В эту минуту муж ее, который не мог уже твердо держаться на ногах, постоянно следивший за нею и за князем Ртищевым, посматривая на него мрачно и озирая его с ног до головы, ко всеобщему удивлению выступил вперед.
– Милостивый государь, – начал он, обратившись к Ртищеву, – я не позволю вам волочиться за моею женою. Слышите ли? Вы опять за старое, я все знал, все видел, и молчал только потому, что не хотел говорить, а мне вое равно, что вы князь. Вы говорите, что я у нее под башмаком, так я же вам докажу, что я не под башмаком у нее, – я не потерплю, чтобы она позволяла вам за собой волочиться. Я ей этого не позволю, я с ней могу все сделать и из дому ее выгнать, потому, что я муж.

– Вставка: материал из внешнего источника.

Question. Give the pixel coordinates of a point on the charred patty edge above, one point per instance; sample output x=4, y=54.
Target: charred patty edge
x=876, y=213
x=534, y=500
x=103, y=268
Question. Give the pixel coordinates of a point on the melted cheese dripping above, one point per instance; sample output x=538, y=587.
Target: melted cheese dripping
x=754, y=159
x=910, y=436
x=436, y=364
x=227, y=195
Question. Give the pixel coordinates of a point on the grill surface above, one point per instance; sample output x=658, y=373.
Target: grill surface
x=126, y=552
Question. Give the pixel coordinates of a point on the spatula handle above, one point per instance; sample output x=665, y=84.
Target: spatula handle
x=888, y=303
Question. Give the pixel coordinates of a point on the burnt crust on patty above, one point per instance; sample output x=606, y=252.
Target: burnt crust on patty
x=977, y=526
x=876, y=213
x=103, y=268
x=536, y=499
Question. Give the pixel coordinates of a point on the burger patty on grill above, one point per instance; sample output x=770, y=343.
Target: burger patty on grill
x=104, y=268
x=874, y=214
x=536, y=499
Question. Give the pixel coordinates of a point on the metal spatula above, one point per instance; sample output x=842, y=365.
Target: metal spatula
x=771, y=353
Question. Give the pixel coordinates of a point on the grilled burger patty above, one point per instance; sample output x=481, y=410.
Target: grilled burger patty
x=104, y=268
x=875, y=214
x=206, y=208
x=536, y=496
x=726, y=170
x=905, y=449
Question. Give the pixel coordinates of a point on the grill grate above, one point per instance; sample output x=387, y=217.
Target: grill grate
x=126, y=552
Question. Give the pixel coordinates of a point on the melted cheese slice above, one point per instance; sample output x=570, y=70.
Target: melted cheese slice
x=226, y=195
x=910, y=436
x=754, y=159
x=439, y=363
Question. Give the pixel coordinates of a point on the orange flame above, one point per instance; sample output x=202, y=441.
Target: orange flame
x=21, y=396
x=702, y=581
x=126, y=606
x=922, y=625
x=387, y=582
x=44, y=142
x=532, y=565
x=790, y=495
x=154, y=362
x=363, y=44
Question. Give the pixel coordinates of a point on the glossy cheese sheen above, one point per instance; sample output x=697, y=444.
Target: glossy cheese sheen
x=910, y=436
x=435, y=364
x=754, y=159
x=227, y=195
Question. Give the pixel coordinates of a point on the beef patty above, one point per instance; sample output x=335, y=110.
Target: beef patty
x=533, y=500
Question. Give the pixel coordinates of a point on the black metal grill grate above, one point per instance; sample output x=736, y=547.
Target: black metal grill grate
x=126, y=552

– Василий Прохорыч, полноте… что это вы?.. – заговорили в один голос приятели, испуганные такою неожиданною выходкою. Князь Ртищев сердито посмотрел на них и только проговорил сквозь зубы:
– Оставьте его, он пьян! С ним можно будет говорить только тогда, когда он проспится.
– Я пьян?.. – С этим словом внук миллионера хотел было броситься на князя, но его удержали, Ольга Петровна в эту минуту вскочила со стула, но вдруг вскрикнула и упала на пол. Ее подняли и вынесли, а Василий Прохорыч начал после этого рваться к ней, колотить себя в грудь и плакать. Князь Ртищев грозил убить его, все остальные старались успокоить его и разошлись в величайшей тревоге.
Говорят, что внучек миллионера просил потом прощения у князя и что князь по великодушию своему не только простил его, но даже вслед за тем роспил вместе с ним несколько сулеек шампанского.
Через два дня после этой сцены, о которой мне рассказывали на другой день, мой товарищ заехал ко мне часу в седьмом вечера. На нем, как говорится, лица не было. Я испугался, взглянув на него.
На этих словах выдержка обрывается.